Computational Complexity - Research Seminar
Alexey Pospelov: Faster Polynomial Multiplication and Limitations
July 16, 2010, 10:15 a.m.
E 1 3, Room 415
We study complexity of polynomial multiplication over arbitrary fields. We present a unified approach that generalizes all known asymptotically fastest algorithms for multiplication of polynomials by classifying fields where the coefficients of the polynomials are taken from by the hardness of attaching roots of unity to them. We show, that Schönhage-Strassen's (1971), Schönhage's (1976), Cantor-Kaltofen's (1991) algorithms follow this approach. We then obtain algorithms requiring o(N\log N\log\log N) elementary arithmetic operations for multiplication of two degree N polynomials over certain fields which do not support FFT. We then put an argument that the O(N\log N\log\log N) bound is unlikely to be improved over generals fields if one considers algorithms relying on consecutive application of DFT in field extensions, what all the fastest algorithms currently do. An example of a 'tough' field for this approach is the field of rational numbers. We also explore the potential of known techniques to improve Schönhage-Strassen's upper bound over arbitrary fields of positive characteristic and discuss one particular conjecture, whose validity implies faster polynomial multiplication over arbitrary fields of positive characteristic.

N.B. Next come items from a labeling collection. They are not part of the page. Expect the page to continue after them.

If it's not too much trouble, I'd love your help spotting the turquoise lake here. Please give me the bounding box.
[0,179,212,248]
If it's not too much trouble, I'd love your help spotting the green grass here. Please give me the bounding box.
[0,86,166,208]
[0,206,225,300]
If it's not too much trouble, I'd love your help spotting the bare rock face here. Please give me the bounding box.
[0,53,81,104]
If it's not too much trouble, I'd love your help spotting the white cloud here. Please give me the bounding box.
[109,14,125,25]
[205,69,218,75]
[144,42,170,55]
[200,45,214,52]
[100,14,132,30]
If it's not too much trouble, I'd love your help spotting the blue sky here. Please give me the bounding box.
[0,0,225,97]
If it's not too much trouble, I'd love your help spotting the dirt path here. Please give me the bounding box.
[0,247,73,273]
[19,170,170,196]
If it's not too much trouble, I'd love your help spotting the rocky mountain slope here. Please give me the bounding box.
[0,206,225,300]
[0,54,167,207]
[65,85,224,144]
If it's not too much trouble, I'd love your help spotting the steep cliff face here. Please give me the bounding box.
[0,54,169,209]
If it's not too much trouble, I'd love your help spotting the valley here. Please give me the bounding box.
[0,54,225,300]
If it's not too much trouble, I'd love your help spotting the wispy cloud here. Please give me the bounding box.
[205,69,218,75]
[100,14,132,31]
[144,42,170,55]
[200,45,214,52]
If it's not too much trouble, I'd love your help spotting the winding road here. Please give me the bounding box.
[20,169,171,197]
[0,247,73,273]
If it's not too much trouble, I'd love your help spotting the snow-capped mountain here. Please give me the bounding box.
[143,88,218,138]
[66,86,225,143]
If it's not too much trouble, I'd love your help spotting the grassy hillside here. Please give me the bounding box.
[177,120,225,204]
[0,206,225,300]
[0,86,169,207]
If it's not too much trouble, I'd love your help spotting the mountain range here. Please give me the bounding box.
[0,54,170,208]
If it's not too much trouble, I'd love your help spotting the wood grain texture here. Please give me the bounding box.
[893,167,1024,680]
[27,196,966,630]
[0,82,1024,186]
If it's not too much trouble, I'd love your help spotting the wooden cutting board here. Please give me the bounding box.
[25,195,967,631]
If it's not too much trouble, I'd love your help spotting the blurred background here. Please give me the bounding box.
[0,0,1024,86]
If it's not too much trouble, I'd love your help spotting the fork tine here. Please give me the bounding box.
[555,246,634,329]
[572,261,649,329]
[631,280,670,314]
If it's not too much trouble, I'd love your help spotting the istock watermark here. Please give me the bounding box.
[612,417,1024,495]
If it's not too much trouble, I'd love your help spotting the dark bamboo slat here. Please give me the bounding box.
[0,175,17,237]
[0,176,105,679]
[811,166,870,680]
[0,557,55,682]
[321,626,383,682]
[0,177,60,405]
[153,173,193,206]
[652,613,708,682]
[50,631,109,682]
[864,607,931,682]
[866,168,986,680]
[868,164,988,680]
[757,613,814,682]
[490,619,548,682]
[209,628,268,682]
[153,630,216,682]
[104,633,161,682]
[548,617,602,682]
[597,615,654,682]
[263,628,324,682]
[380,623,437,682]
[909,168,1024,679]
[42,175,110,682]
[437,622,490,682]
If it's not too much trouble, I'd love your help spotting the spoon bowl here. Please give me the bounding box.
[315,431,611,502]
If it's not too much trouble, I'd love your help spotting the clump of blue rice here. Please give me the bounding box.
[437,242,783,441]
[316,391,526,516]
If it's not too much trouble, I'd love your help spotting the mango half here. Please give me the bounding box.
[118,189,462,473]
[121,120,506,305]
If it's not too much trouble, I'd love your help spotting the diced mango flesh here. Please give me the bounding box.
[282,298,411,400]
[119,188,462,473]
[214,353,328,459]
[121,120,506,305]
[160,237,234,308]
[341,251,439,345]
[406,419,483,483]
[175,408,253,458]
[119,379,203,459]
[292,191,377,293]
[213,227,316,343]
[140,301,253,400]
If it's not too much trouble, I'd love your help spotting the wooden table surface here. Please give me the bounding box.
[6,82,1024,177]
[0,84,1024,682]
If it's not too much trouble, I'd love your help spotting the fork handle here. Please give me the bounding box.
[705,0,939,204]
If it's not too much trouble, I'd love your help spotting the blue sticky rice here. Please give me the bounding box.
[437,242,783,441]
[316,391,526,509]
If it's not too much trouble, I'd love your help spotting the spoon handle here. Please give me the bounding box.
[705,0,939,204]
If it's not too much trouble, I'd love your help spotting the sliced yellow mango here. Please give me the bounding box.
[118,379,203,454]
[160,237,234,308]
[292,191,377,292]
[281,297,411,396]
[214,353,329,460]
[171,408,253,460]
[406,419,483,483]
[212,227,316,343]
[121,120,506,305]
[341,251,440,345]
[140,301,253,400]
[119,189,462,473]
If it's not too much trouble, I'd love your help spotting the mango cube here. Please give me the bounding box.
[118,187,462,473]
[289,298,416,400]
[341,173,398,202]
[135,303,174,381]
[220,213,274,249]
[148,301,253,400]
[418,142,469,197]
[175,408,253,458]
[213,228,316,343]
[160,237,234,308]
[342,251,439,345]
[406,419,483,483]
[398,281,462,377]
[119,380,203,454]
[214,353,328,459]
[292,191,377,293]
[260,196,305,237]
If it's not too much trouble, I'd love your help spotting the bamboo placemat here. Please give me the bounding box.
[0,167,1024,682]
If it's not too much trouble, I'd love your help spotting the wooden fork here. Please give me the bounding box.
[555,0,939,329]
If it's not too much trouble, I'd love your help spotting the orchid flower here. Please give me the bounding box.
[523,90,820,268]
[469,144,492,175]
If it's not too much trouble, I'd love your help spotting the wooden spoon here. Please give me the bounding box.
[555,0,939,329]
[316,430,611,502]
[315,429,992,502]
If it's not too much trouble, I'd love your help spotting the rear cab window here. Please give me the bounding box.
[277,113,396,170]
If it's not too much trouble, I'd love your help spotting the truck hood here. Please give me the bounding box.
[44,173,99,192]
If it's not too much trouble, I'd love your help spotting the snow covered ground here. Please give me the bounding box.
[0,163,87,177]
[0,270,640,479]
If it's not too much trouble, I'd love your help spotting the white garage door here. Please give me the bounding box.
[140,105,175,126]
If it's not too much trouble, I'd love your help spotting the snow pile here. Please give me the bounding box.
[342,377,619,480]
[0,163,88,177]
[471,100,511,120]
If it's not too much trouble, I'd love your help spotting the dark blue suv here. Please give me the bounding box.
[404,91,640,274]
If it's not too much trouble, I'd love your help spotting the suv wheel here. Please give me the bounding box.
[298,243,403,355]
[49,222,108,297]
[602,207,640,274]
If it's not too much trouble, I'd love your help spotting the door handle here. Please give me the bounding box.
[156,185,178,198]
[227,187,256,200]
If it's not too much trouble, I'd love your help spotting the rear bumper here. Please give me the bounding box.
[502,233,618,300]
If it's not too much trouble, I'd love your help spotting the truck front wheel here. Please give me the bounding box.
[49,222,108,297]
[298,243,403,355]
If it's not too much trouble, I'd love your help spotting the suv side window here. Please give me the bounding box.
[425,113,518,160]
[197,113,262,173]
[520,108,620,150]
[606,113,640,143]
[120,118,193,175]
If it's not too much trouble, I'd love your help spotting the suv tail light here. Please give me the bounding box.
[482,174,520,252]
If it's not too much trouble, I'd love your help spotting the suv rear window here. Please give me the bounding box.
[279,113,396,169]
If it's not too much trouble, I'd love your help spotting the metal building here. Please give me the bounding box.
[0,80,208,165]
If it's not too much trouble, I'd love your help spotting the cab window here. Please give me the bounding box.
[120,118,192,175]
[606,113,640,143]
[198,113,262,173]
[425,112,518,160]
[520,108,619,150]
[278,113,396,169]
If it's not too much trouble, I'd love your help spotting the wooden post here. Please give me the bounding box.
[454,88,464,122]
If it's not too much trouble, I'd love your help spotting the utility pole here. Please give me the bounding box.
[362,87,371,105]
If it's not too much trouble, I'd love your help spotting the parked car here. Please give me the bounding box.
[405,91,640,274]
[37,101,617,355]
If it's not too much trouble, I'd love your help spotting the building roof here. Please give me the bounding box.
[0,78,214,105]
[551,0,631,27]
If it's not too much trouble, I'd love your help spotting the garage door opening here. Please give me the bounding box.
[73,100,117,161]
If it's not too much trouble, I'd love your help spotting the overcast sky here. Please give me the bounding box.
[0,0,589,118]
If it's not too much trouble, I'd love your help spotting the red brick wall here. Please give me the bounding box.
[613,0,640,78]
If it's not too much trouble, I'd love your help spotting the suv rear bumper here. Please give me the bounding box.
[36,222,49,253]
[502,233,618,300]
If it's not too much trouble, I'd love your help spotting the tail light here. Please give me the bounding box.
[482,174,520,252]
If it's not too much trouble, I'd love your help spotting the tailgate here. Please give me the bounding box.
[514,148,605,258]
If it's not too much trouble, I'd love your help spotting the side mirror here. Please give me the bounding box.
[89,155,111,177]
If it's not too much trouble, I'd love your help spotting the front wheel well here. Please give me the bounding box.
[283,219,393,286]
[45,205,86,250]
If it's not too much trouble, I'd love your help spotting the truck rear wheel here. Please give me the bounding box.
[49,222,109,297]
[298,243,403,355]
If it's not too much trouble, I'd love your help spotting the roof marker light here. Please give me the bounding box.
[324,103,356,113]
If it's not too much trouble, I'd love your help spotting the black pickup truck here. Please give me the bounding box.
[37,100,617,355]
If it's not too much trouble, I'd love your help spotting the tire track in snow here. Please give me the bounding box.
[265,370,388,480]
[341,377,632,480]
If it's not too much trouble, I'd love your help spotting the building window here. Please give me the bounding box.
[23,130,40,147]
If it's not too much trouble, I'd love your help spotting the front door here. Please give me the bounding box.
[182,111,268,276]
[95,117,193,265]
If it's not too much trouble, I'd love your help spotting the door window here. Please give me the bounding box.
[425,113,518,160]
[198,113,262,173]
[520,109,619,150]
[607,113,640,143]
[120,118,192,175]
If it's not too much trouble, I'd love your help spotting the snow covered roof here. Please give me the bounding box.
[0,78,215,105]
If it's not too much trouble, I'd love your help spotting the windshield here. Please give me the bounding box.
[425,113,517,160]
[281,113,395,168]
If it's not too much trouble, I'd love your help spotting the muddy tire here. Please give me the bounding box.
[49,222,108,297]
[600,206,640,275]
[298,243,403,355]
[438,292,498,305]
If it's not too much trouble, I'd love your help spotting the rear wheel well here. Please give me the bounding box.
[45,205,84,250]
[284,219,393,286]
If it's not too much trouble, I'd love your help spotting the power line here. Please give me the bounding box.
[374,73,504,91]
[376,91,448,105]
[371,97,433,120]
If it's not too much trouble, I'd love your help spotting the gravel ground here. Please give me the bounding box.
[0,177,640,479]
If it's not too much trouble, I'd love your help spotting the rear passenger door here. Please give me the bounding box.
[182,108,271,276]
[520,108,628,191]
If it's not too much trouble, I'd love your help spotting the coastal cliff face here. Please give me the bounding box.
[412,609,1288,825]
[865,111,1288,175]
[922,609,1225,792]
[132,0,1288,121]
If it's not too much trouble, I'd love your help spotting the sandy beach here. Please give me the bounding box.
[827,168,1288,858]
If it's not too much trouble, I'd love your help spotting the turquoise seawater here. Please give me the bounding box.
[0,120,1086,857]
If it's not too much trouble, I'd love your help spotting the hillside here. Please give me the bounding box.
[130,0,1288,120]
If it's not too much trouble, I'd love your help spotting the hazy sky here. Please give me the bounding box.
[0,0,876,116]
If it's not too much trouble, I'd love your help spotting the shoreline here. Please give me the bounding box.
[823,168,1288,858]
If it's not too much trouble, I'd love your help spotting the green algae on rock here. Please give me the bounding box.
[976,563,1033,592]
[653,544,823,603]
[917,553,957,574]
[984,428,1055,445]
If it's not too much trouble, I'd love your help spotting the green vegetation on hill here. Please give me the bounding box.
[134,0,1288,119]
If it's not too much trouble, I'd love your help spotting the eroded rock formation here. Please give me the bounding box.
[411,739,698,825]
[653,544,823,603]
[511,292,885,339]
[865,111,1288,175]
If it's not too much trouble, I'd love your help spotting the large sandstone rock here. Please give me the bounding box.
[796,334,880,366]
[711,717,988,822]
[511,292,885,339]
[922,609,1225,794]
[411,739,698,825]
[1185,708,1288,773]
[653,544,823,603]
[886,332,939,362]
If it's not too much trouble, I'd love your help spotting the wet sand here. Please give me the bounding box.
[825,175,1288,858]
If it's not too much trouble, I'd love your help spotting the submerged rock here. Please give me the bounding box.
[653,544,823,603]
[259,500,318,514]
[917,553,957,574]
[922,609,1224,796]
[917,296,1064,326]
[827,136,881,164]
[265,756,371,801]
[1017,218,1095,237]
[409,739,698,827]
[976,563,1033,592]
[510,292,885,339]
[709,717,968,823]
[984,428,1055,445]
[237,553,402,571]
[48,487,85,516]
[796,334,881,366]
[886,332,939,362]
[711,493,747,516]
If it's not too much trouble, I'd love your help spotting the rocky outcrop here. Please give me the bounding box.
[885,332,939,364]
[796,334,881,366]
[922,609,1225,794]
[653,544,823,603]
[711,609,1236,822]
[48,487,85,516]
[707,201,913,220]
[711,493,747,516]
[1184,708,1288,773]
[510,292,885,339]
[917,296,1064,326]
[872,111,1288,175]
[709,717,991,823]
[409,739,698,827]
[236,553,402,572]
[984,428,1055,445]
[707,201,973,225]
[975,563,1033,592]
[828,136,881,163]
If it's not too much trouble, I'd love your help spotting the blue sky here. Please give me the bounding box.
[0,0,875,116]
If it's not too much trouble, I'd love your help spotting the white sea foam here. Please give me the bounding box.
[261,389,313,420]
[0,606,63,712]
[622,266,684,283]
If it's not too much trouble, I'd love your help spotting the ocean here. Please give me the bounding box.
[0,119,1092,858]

This work is inspired by the recent improvement for a closely related problem of complexity of integer multiplication by Fürer and its modular arithmetic treatment due to De et. al. We develop several ideas introduced in these works. In particular, the conjecture for fields of positive characteristic is the result of an attempt to transfer the techniques used by De et. al. for faster integer multiplication to the largely similar problem of polynomial multiplication.